This GIF from Giselle Zatonyl is labelled Womb Stretch. So why, you might be asking, does it look like the opening credits of Sliders or Doctor Who? Or the wormhole from Star Trek: Deep Space Nine? “Hyperspace” from Star Wars? Visualizations of the internet in bad 1990s movies about hackers?
Well, one time in grad school, I tried to use all of those trippy special effects as an example of an abstraction that is collectively understood— as if at some point in the 20th Century, humanity decided that we will represent an unknowable journey as a swirly blue tunnel of light. While I was struggling to verbalize that, a professor cut me off and explained: “It’s a birth canal.”
Mind blown.
Is this what tiny future-people see as they’re being squeezed out from the dark, mushy comfort of the womb to the cold, dry brightness of the cruel outside world?
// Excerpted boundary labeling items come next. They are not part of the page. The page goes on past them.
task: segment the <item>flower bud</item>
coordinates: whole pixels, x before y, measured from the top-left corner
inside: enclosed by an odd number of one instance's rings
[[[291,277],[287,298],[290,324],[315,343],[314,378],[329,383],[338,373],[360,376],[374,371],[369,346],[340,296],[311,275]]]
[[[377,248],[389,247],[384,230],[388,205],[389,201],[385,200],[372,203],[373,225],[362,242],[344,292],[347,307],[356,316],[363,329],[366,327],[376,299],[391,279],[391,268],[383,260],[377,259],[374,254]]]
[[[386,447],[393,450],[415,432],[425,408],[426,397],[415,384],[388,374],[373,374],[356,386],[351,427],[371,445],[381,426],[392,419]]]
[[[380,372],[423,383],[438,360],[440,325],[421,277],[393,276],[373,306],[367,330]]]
Perhaps we all have a distant memory of sliding through a translucent, mysterious corridor—one that registers as a faint blue glow to developing, sensitive tiny eyes. Maybe that first, terrifyingly new journey from the familiar has been ingrained in us all, so that we later understand it as “time-space anomaly” or “parallel world” or “what the internet looks like.” Is the final frontier visualized as a faint memory of birth that’s shared by humanity? Not me. I was a C-section. It will always be a Stargate to me.